Ants are invading your kitchen, crawling from a crack in the wall to the cat's dish for a snack. At the same time, both you and your pet are feeling itchy. Maybe it's fleas. Instead of reaching for a can of insecticide, should you try Borax, which is often touted as a "natural" cleaner and insecticide?
Using Borax at home
Borax and other borates are derived from a naturally occurring mineral called sodium tetraborate decahydrate. Boric acid, which is labeled as a pesticide, is created when Borax is further processed with an acid, such as hydrochloric or sulfuric acid.
You may have heard of 20 Mule Team Borax, a detergent booster and multi-purpose household cleaner, which has been around for more than a century. Much more recently, Borax's popularity has reignited as an activator for tweens who are obsessed with making slime.
Borax is also used for killing fleas, making them severely dehydrated when they come in contact with the substance. Borax powder can be sprinkled on carpets and other surfaces for six hours to two days to kill fleas and their larva. It is then vacuumed up and disposed of.
Similarly, Borax is used for killing ants. It's usually mixed with sugar to appeal to ants' taste buds for solid bait or with honey or maple syrup to make a paste that can be spread along ant trails in your house.

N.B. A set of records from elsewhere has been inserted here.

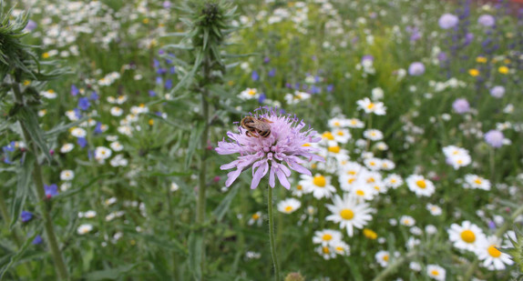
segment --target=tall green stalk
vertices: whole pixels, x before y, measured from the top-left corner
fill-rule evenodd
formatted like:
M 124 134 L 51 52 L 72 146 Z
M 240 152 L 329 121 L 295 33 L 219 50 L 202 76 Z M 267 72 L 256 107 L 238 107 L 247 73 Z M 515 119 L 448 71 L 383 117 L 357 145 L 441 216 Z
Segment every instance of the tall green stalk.
M 271 255 L 274 264 L 274 280 L 280 281 L 280 265 L 276 254 L 276 242 L 274 240 L 274 212 L 272 210 L 272 187 L 267 185 L 267 212 L 269 214 L 269 241 L 271 243 Z
M 15 78 L 12 85 L 13 93 L 15 94 L 15 102 L 18 105 L 24 105 L 24 97 L 20 92 L 20 81 Z M 18 121 L 20 126 L 22 127 L 22 134 L 24 135 L 24 141 L 30 149 L 31 153 L 35 156 L 38 155 L 38 147 L 36 142 L 33 140 L 32 135 L 27 131 L 27 128 L 23 122 Z M 37 157 L 35 157 L 37 159 Z M 60 247 L 58 246 L 58 239 L 55 234 L 55 227 L 53 226 L 53 220 L 49 213 L 48 205 L 46 201 L 46 189 L 44 188 L 44 179 L 42 177 L 41 166 L 38 161 L 35 161 L 33 167 L 33 182 L 35 186 L 35 193 L 36 194 L 38 200 L 38 207 L 42 218 L 44 220 L 44 230 L 46 232 L 46 236 L 47 237 L 47 243 L 49 244 L 49 248 L 51 249 L 51 254 L 53 256 L 53 260 L 55 262 L 55 267 L 58 277 L 60 280 L 69 280 L 69 274 L 64 262 L 64 257 Z

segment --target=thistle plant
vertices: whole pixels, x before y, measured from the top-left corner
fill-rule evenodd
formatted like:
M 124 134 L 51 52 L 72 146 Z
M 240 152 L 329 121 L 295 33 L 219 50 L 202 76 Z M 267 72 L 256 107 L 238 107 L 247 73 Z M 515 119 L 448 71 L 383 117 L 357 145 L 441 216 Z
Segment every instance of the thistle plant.
M 28 23 L 28 15 L 22 13 L 12 17 L 12 9 L 4 12 L 3 3 L 0 3 L 0 105 L 3 116 L 0 130 L 12 131 L 19 134 L 26 145 L 22 159 L 18 166 L 16 194 L 13 196 L 10 227 L 13 228 L 27 198 L 26 190 L 31 181 L 26 180 L 32 174 L 32 184 L 36 197 L 38 200 L 40 215 L 44 221 L 46 242 L 51 250 L 55 268 L 58 277 L 68 279 L 68 272 L 60 251 L 58 239 L 55 234 L 55 226 L 50 216 L 50 206 L 46 197 L 41 166 L 50 162 L 51 156 L 46 140 L 45 132 L 40 128 L 37 119 L 37 108 L 40 105 L 40 96 L 37 89 L 45 81 L 56 78 L 61 70 L 56 69 L 45 75 L 40 71 L 40 64 L 32 53 L 32 46 L 24 45 L 20 39 L 26 33 L 24 29 Z M 10 98 L 9 98 L 10 97 Z M 55 132 L 64 130 L 64 127 L 55 128 Z M 43 156 L 43 157 L 42 157 Z M 2 197 L 2 203 L 4 198 Z M 2 204 L 5 206 L 5 204 Z M 5 208 L 3 208 L 5 209 Z M 5 216 L 5 212 L 2 212 Z M 28 239 L 27 241 L 31 241 Z M 26 245 L 28 243 L 26 242 Z M 23 252 L 26 247 L 20 249 Z M 17 253 L 12 257 L 21 256 Z M 5 273 L 6 269 L 3 271 Z
M 200 137 L 200 162 L 198 167 L 199 185 L 196 206 L 196 223 L 199 226 L 197 232 L 190 237 L 190 244 L 195 246 L 191 255 L 198 268 L 193 270 L 197 279 L 202 278 L 205 270 L 205 227 L 206 222 L 206 188 L 208 184 L 208 143 L 210 139 L 210 126 L 211 114 L 210 100 L 216 99 L 215 93 L 210 91 L 210 85 L 222 84 L 221 77 L 225 74 L 226 65 L 220 54 L 220 48 L 225 43 L 227 35 L 233 31 L 230 25 L 236 7 L 232 7 L 224 1 L 188 1 L 181 8 L 188 17 L 182 21 L 188 25 L 188 32 L 184 33 L 184 39 L 179 45 L 168 45 L 169 47 L 181 47 L 191 50 L 192 68 L 179 83 L 173 88 L 171 94 L 177 92 L 187 85 L 190 90 L 198 93 L 200 98 L 200 118 L 197 127 L 201 130 Z M 196 242 L 195 242 L 196 241 Z

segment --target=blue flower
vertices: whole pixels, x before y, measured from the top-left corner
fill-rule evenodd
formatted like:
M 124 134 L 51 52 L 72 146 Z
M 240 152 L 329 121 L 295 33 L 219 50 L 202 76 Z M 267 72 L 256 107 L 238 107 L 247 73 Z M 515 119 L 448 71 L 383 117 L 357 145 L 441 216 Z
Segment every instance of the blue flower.
M 35 239 L 33 239 L 33 245 L 38 245 L 42 243 L 42 236 L 36 236 Z
M 33 213 L 27 211 L 22 211 L 22 214 L 20 214 L 20 218 L 22 219 L 23 223 L 26 223 L 30 221 L 31 218 L 33 218 Z
M 87 140 L 85 137 L 78 137 L 78 140 L 77 140 L 77 144 L 78 144 L 78 146 L 80 146 L 81 148 L 84 148 L 87 145 Z
M 252 81 L 258 81 L 258 79 L 260 79 L 260 75 L 258 75 L 258 72 L 256 72 L 256 70 L 252 72 L 252 74 L 251 75 L 251 78 L 252 78 Z
M 71 85 L 71 95 L 78 95 L 79 92 L 80 91 L 78 91 L 78 88 L 77 88 L 76 85 Z
M 44 185 L 44 189 L 46 190 L 46 196 L 47 199 L 58 195 L 58 186 L 56 184 Z
M 79 107 L 81 110 L 86 111 L 86 110 L 89 109 L 89 106 L 91 106 L 91 103 L 89 103 L 89 99 L 88 99 L 88 98 L 87 98 L 87 97 L 80 97 L 80 98 L 78 99 L 78 107 Z

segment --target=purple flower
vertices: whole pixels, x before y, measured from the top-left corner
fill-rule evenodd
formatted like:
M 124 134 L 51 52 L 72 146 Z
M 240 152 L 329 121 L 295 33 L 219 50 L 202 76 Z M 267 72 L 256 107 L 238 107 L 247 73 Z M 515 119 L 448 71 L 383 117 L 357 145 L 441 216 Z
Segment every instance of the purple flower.
M 44 189 L 46 190 L 46 197 L 47 197 L 47 199 L 58 195 L 58 186 L 56 184 L 50 186 L 44 185 Z
M 33 239 L 33 245 L 38 245 L 42 243 L 42 236 L 36 236 L 35 239 Z
M 444 14 L 439 17 L 437 24 L 443 29 L 450 29 L 455 27 L 459 23 L 459 18 L 452 14 Z
M 33 218 L 33 213 L 27 211 L 22 211 L 22 214 L 20 214 L 20 218 L 22 219 L 23 223 L 26 223 L 30 221 L 31 218 Z
M 502 85 L 497 85 L 493 87 L 492 89 L 490 89 L 490 95 L 497 98 L 503 97 L 503 95 L 505 95 L 505 87 Z
M 89 103 L 89 99 L 87 97 L 80 97 L 78 99 L 78 108 L 80 108 L 81 110 L 87 110 L 89 109 L 89 106 L 91 106 L 91 104 Z
M 504 138 L 503 133 L 497 130 L 490 130 L 485 134 L 485 141 L 494 148 L 501 147 Z
M 490 15 L 482 15 L 477 18 L 477 23 L 485 27 L 492 27 L 496 25 L 496 18 Z
M 36 25 L 36 23 L 33 20 L 29 20 L 27 21 L 27 25 L 26 25 L 26 30 L 28 32 L 31 32 L 33 30 L 35 30 L 35 28 L 36 28 L 36 26 L 38 26 L 38 25 Z
M 425 73 L 425 65 L 420 62 L 415 62 L 408 66 L 408 74 L 413 76 L 419 76 Z
M 227 142 L 224 139 L 219 142 L 218 147 L 216 147 L 216 152 L 220 155 L 240 154 L 236 160 L 220 167 L 222 170 L 236 168 L 235 171 L 227 175 L 226 186 L 231 186 L 244 169 L 251 166 L 251 189 L 258 186 L 260 180 L 267 173 L 269 173 L 271 187 L 274 187 L 275 177 L 278 177 L 282 186 L 289 189 L 291 188 L 291 184 L 287 179 L 291 176 L 289 167 L 301 174 L 312 175 L 311 171 L 302 166 L 307 161 L 300 158 L 300 156 L 307 158 L 309 162 L 312 160 L 324 161 L 323 158 L 313 153 L 316 151 L 315 148 L 307 146 L 310 143 L 317 143 L 322 138 L 314 137 L 316 132 L 313 131 L 312 128 L 301 132 L 305 127 L 303 121 L 295 117 L 279 115 L 274 109 L 267 109 L 267 112 L 255 115 L 252 117 L 264 118 L 269 121 L 271 135 L 267 137 L 247 136 L 247 132 L 240 127 L 239 134 L 227 133 L 231 142 Z
M 256 70 L 252 72 L 252 74 L 251 75 L 251 78 L 252 79 L 252 81 L 258 81 L 258 79 L 260 79 L 260 75 L 258 75 L 258 72 Z
M 80 93 L 78 88 L 76 85 L 71 85 L 71 95 L 74 96 L 74 95 L 78 95 L 78 93 Z
M 470 105 L 465 98 L 458 98 L 452 104 L 452 108 L 456 114 L 462 115 L 470 111 Z

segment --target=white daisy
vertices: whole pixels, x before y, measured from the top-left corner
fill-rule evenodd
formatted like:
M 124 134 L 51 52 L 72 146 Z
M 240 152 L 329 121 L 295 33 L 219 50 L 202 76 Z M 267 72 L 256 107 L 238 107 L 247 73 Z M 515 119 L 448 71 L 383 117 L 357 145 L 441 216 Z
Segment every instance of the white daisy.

Borax isn't just toxic to insects. It can be harmful to both people and pets. The American Borate Company's Safety Data Sheet on the substance says that "Animal ingestion studies in several species, at high doses, indicate that borates cause reproductive and developmental effects." It also warns that Borax is a mild throat and lung irritant if inhaled and is a serious eye irritant in humans. Borax can be absorbed through broken skin.
Less than 5 grams can kill a pet or child, according to Dr. Angela Damant, D.V.M. The estimated lethal dose for humans is 15 to 20 grams.
Because cats are far smaller than humans and spend most of their time on the ground, near where Borax might be used for pest control, they are particularly susceptible to ingesting or breathing in Borax. Within two hours of contact, your cat may vomit, have diarrhea, stomach pain, or excessive thirst. She may cough or have respiratory problems if she has breathed it in. You may notice redness around the eyes, ears or nose as Borax can irritate these tissues. Ingestion of large amounts of Borax can cause renal failure.
If your cat gets sick
If your cat is experiencing these symptoms and you have used Borax to kill insects or for other uses around the house, suspect Borax poisoning. If you know your cat has ingested it, immediately take her to the veterinary clinic where she may get IV fluids to minimize the risk of kidney damage.
Wash her with mild soap and water if it is on her face, fur, or paws, then monitor her for any signs of ingestion. Thoroughly vacuum carpets and wash floors to remove all traces of the substance.
If you use Borax for the laundry or other household purposes, consider putting it in a jar or sealed container rather than keeping it in a box that can be spilled by a curious kitty.
Think twice about using Borax to kill bugs in your house. If you do use it, do not let either pets or children into the area where it has been spread. Vacuum it up thoroughly or wipe it off walls or floors before allowing your cat back into that area of the house. Never use Borax directly on your cat to kill fleas.
Always check with your veterinarian before changing your pet’s diet, medication, or physical activity routines. This information is not a substitute for a vet’s opinion.